Kejagung Ungkap Kerugian Negara Korupsi Migas Bekasi Rp2 Triliun

Tim penyidik Jaksa Agung Muda Bidang Tindak Pidana Khusus (Jampidsus) Kejaksaan Agung melakukan penggeledahan Kantor Sekretariat Daerah Kota Bekasi terkait penyidikan dugaan korupsi tata kelola PT Migas Kota Bekasi, Kamis (17/9/2026). Posbekasi.com / Ist

JAKARTA, POSBEKASI.com – Kejaksaan Agung mengungkapkan kerugian negara dalam kasus dugaan korupsi penyimpangan tata kelola PT Minyak dan Gas Bumi Perseroda Kota Bekasi dalam Kerja Sama Operasi dengan PT Pertamina EP periode 2009-2024 mencapai Rp2 triliun, yang ditindaklanjuti dengan penggeledahan di sejumlah kantor organisasi perangkat daerah Pemkot Bekasi dan Jakarta pada Kamis (17/9/2026).

“Sekitar Rp 2 triliun,” kata Kepala Pusat Penerangan Hukum Kejaksaan Agung, Anang Supriatna, dalam keterangan tertulisnya, Kamis (17/9/2026).

Tim penyidik Jaksa Agung Muda Bidang Tindak Pidana Khusus (Jampidsus) menyasar enam lokasi berbeda untuk mengamankan dokumen dan barang bukti pendukung guna memperkuat pembuktian hukum.

“Di antaranya kantor Sekretariat Daerah Kota Bekasi, kantor Bagian Hukum Sekretariat Daerah Kota Bekasi dan kantor Perseroda PT Minyak dan Gas Bumi Kota Bekasi,” kata Anang.

Selain perkantoran di lingkungan pemerintah daerah, penggeledahan juga menyasar kantor perusahaan swasta yang terkait dengan pusaran kasus tersebut di wilayah ibu kota.

“Selain itu, ada juga kantor Foster Oil and Energy Pte. Ltd. Sampoerna Strategic di Sudirman, Jakarta, kantor Dinas Lingkungan Hidup Kota Bekasi, dan Badan Pendapatan Daerah Kota Bekasi,” ujar Anang menambahkan rincian lokasi sasaran.

Sebelumnya, Kepala Bapenda Kota Bekasi, M. Solikhin, mengatakan khusus di kantor Badan Pendapatan Daerah Kota Bekasi, proses pemeriksaan berlangsung secara intensif mulai pukul 14.00 WIB hingga pukul 19.00 WIB untuk mendalami data pendapatan daerah dan laporan kekayaan yang dipisahkan.

“Karena kalau memang Bapenda ini kan semua pendapatan, baik pajak, retribusi, maupun pendapatan kekayaan daerah yang dalam hal ini ada PT Migas.

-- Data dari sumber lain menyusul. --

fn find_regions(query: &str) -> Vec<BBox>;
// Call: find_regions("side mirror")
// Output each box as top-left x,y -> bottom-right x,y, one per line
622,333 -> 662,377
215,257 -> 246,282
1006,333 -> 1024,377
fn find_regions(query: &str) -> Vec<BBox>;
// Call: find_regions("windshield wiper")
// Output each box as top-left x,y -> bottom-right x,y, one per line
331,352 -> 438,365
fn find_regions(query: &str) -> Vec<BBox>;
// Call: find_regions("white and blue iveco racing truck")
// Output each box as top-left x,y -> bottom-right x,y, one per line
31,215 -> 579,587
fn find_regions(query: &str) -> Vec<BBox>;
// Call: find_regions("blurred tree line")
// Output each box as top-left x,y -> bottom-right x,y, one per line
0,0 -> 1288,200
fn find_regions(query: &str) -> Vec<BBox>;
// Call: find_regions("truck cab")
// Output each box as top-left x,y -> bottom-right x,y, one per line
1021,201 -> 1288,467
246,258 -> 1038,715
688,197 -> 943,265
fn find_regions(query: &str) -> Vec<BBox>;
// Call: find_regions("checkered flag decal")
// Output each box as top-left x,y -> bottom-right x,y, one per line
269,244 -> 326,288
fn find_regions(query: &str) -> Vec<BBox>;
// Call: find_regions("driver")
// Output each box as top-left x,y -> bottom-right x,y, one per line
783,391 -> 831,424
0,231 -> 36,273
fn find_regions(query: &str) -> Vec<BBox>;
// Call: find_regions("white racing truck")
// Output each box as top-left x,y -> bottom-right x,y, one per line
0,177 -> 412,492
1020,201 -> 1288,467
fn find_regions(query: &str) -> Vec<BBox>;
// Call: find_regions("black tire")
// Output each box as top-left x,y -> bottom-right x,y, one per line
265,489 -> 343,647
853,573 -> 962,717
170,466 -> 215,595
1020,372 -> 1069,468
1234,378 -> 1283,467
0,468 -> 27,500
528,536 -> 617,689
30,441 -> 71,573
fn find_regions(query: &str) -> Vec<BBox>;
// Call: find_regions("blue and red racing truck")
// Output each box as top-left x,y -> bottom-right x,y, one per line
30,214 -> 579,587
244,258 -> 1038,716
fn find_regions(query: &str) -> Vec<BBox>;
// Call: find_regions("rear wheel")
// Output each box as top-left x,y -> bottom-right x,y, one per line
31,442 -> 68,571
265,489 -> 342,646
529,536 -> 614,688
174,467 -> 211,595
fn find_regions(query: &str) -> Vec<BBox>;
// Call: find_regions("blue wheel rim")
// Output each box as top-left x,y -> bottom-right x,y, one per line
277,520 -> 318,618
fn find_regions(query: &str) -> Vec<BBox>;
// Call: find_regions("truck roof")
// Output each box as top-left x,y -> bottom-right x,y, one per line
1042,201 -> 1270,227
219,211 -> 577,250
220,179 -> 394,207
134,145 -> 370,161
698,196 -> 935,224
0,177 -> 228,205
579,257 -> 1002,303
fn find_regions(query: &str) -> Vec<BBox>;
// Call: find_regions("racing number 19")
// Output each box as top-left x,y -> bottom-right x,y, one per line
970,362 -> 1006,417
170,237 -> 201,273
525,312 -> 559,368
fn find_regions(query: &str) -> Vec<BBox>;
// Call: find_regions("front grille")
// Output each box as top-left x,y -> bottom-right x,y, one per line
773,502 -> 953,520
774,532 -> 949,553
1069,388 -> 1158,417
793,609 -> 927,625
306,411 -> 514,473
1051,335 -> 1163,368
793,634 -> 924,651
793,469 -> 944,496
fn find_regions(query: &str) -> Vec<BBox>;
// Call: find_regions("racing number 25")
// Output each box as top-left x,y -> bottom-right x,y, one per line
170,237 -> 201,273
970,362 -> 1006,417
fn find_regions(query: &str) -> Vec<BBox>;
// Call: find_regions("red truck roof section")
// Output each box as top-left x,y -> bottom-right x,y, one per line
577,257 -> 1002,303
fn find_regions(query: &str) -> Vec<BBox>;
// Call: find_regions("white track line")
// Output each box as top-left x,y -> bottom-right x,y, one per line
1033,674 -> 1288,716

Jadi pelaporannya di sini. Kalau ada pembagian dividen, di sini,” ujar Kepala Bapenda Kota Bekasi, M. Solikhin, kepada wartawan, Kamis (17/9/2026).

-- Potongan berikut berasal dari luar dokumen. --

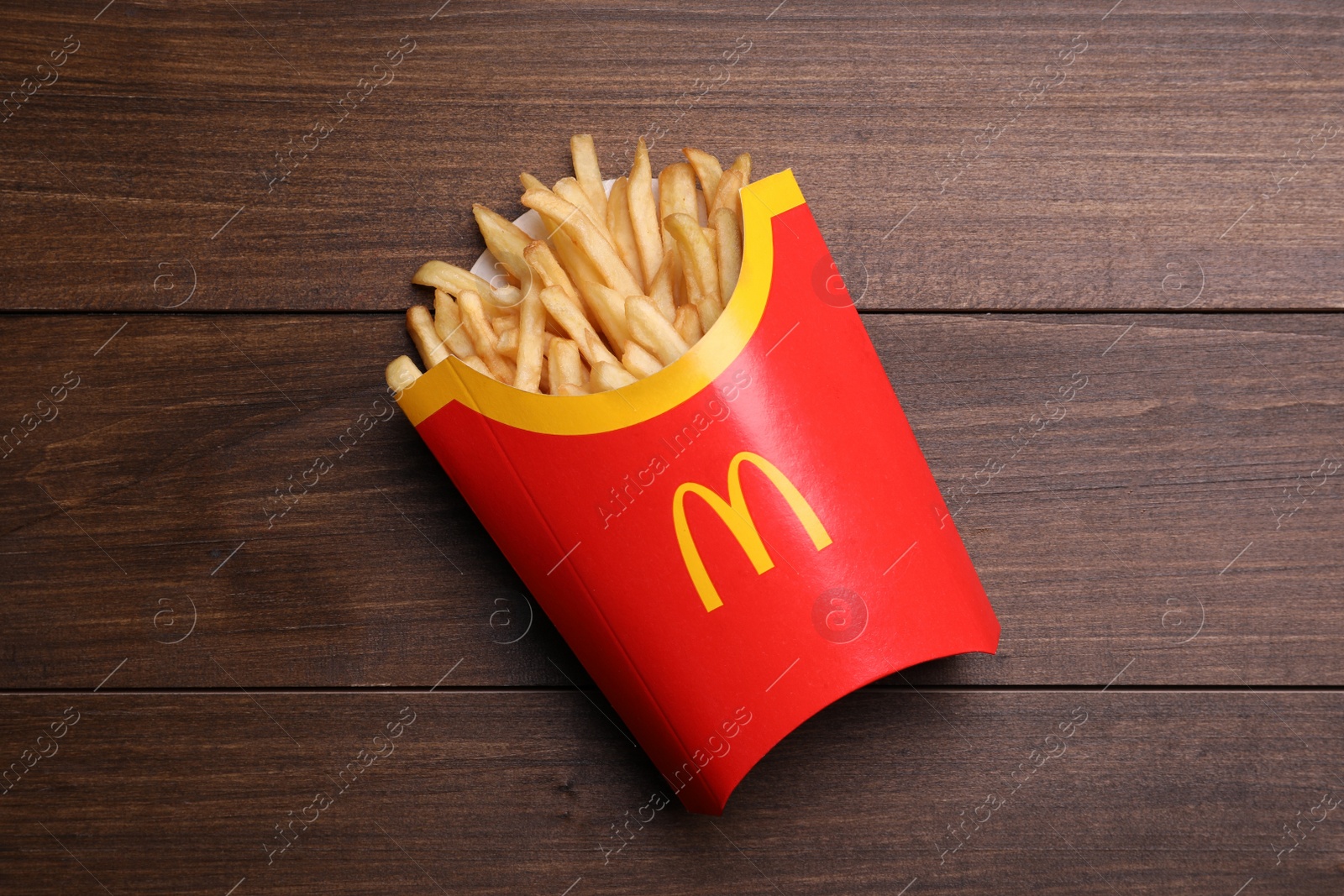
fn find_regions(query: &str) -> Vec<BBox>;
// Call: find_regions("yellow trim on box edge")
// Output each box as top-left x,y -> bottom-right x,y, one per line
398,170 -> 806,435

Penyidik memeriksa dokumen terkait PT Migas dari rentang waktu 2009 hingga 2025, termasuk mendalami data pembagian dividen yang disetorkan ke kas daerah yang sempat mengalami lonjakan signifikan pada periode anggaran tertentu.

“Karena memang yang dibutuhkan hanya data. Jadi tidak ada ruangan yang disegel,” tegas Solikhin sembari memastikan bahwa seluruh berkas kelengkapan telah diserahkan dan rangkaian penyidikan masih terus berjalan.

Berdasarkan keterangan yang dihimpun dari Kejagung, serangkaian penggeledahan dilakukan di enam lokasi berbeda. Lokasi tersebut meliputi Kantor Sekretariat Daerah Kota Bekasi, Kantor Bagian Hukum Sekretariat Daerah Kota Bekasi, Kantor Bagian Perekonomian Setda Kota Bekasi, Kantor Perseroda PT Minyak dan Gas Bumi Kota Bekasi, Kantor Dinas Lingkungan Hidup Kota Bekasi, Kantor Badan Pendapatan Daerah (Bapenda) Kota Bekasi, serta Kantor Foster Oil & Energy Pte. Ltd. di Sampoerna Strategic, Sudirman, Jakarta. Khusus di Kantor Bapenda Kota Bekasi, proses penggeledahan dan pemeriksaan berlangsung intensif mulai pukul 14.00 WIB hingga pukul 19.00 WIB.